The redevelopment agency and the Public Works Department initially estimated costs of improving 23 downtown alleys at between $1.6 million and $13.2 million, although Mark Calhoun, assistant city manager, on Monday asked the two departments to check the numbers again. The project costs could be spread over several fiscal years, Wilson said, but no final word on funding will be available before the City Council approves the 2002-03 budget in May.

In both scenarios, paving would cost about $500,000, which would likely be covered by $24 million in federal funds appropriated in 2001 as part of a valleywide mandate to reduce traffic congestion and dust pollution. Henderson's share for paving dirt roads is $6 million, and it must be spent before 2006.

The more costly estimate would also allow the city to bury power, phone and cable lines and to remove the power poles. Those poles get clipped often enough by garbage trucks negotiating the narrow lanes that many have been girded with aluminum. Others are braced to a "stub" pole -- the remainder of an earlier pole that didn't make it.

Those close quarters are what make it difficult to estimate the costs, and what forced the city to use 1999 numbers to estimate the cheaper route, which would leave utilities above-ground but move poles to the edge of the alleys.

Nevada Power and Cox Cable declined to provide the city with new estimates on short-notice, city planners said, instead asking the city to re-survey property lines in the neighborhood.

"As soon as you decide to move poles, what if you then find out there's a tree in the way now that's been there for 50 years?" Jonna Sansom, a city engineer, said. "It's great to improve those areas, but it's going to take some work."

Ryan Bandics, a 27-year-old art teacher for the city parks and recreation department, said the legwork would prove worthwhile.

Bandics and his son Cavan, 5, on Monday afternoon were out in a clearing where three alleys meet behind Atlantic and Pacific Avenues. They were trying to get Cavan's first kite airborne. Bandics said paving the alleys would help the neighborhood.

"It'd be one step closer, if they're going to redevelop the downtown," Bandics said. "Right now, on weekends, guys come through with four-wheelers and ATVs. It's noisy. They do brodies (spin-outs). It sets all the dogs off."

Sanchez said she'd be willing to pay more in taxes in exchange for the paving. In the long run it might save money in doctor's bills and air filters, she said.

Sager, however, who remembers dragging boxes behind his bike as a child to plague a grumpy Magnesium Street neighbor with the kicked-up dust, wasn't convinced.
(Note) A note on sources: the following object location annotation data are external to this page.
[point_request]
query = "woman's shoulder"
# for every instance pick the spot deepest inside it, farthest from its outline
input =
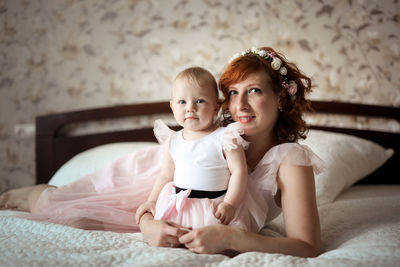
(292, 154)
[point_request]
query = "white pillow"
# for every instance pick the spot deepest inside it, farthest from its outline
(94, 159)
(347, 159)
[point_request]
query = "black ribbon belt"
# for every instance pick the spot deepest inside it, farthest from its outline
(202, 194)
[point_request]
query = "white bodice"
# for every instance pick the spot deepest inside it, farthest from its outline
(200, 164)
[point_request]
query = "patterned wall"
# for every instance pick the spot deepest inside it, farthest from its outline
(62, 55)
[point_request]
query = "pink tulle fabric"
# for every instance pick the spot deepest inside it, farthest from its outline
(193, 212)
(107, 199)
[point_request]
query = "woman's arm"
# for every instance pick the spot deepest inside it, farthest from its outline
(236, 161)
(301, 223)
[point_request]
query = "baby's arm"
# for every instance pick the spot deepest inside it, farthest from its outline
(236, 160)
(166, 175)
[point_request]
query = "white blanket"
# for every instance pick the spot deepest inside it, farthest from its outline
(361, 228)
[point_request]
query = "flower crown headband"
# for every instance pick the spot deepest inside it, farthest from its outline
(276, 64)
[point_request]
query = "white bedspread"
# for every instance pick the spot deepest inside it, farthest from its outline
(361, 228)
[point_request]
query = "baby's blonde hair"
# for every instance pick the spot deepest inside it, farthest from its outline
(200, 76)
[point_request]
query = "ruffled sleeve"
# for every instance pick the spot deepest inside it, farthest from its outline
(162, 132)
(288, 153)
(233, 132)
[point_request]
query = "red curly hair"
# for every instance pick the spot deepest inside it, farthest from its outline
(290, 125)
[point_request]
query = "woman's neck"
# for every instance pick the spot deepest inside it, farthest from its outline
(259, 145)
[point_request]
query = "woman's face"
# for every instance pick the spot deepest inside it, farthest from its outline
(253, 103)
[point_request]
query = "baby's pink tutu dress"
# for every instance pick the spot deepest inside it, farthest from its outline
(108, 198)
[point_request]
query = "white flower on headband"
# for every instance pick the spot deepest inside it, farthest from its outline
(276, 63)
(283, 71)
(235, 56)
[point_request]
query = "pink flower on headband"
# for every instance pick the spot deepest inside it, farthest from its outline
(292, 88)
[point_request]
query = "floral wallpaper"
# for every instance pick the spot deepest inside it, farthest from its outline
(66, 55)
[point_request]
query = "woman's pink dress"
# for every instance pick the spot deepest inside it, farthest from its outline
(107, 199)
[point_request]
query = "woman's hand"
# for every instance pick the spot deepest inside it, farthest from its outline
(148, 206)
(225, 212)
(160, 233)
(208, 240)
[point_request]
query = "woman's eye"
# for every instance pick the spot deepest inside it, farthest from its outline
(255, 90)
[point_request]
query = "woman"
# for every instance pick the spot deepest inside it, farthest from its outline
(265, 93)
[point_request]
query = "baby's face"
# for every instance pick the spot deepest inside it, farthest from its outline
(194, 106)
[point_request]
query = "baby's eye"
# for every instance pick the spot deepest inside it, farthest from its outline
(255, 90)
(232, 92)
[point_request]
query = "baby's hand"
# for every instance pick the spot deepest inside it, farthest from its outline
(225, 212)
(148, 206)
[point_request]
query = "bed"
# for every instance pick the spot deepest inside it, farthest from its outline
(358, 195)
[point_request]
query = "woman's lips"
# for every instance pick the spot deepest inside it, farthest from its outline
(191, 118)
(246, 119)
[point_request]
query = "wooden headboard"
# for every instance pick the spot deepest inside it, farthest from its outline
(53, 148)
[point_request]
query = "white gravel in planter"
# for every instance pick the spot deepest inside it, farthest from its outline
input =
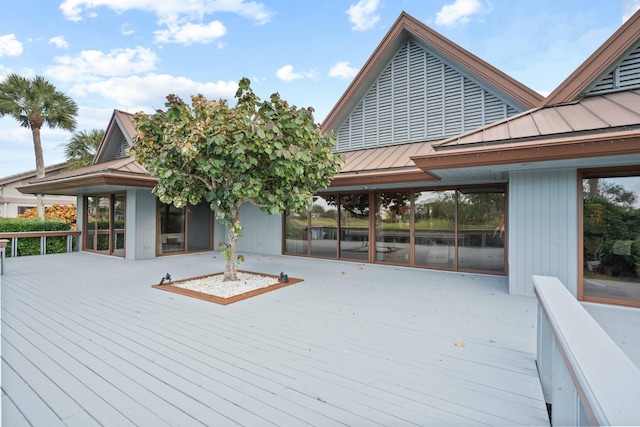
(215, 285)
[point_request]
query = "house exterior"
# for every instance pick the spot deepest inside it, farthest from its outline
(14, 203)
(449, 164)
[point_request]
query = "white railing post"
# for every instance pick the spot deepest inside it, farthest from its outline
(585, 376)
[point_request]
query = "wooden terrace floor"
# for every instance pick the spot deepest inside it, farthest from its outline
(87, 341)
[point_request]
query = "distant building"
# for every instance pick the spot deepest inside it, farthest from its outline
(14, 203)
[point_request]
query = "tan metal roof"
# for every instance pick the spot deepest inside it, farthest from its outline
(593, 114)
(597, 64)
(121, 172)
(408, 27)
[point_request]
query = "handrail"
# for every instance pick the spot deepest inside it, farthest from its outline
(15, 236)
(585, 376)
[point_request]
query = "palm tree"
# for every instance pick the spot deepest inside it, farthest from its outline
(82, 147)
(33, 103)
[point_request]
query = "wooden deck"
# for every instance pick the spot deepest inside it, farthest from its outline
(87, 341)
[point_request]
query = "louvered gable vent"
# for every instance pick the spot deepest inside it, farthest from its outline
(122, 151)
(624, 76)
(419, 97)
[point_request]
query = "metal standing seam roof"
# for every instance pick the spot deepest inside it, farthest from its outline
(593, 114)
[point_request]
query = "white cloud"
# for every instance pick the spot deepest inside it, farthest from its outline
(343, 70)
(127, 29)
(147, 92)
(59, 42)
(362, 15)
(458, 12)
(90, 64)
(170, 9)
(286, 73)
(10, 46)
(629, 7)
(191, 33)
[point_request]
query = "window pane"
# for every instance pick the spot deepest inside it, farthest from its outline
(354, 226)
(296, 232)
(91, 224)
(611, 239)
(171, 229)
(324, 227)
(481, 229)
(119, 202)
(435, 229)
(199, 227)
(393, 227)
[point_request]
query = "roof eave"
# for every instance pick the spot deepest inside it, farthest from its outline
(565, 148)
(405, 26)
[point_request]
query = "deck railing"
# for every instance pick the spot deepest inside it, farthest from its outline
(586, 378)
(72, 242)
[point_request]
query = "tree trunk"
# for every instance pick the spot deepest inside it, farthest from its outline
(37, 146)
(232, 254)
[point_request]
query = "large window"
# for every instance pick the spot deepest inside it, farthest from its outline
(450, 229)
(393, 227)
(611, 238)
(104, 224)
(184, 229)
(354, 226)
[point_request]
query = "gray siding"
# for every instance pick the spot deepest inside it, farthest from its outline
(141, 224)
(543, 230)
(419, 97)
(262, 233)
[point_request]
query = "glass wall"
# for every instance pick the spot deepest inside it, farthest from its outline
(451, 229)
(393, 227)
(104, 224)
(481, 229)
(354, 226)
(611, 239)
(184, 229)
(435, 229)
(324, 227)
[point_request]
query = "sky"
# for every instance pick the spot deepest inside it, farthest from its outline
(130, 54)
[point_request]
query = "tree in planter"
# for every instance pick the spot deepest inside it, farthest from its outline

"What's the end result for old townsite?" he said. "The city wants to tear down all these old houses. So what do they want to spend all that money for?"

Ben Benell may have an answer. He lives at the corner of Atlantic Avenue and Magnesium Street, downwind from one of the rare sections of paved alleyway.

"No, no problem with dust," he said. When the wind blows past his home Benell hears music from the dozen sets of chimes hung along the roofline.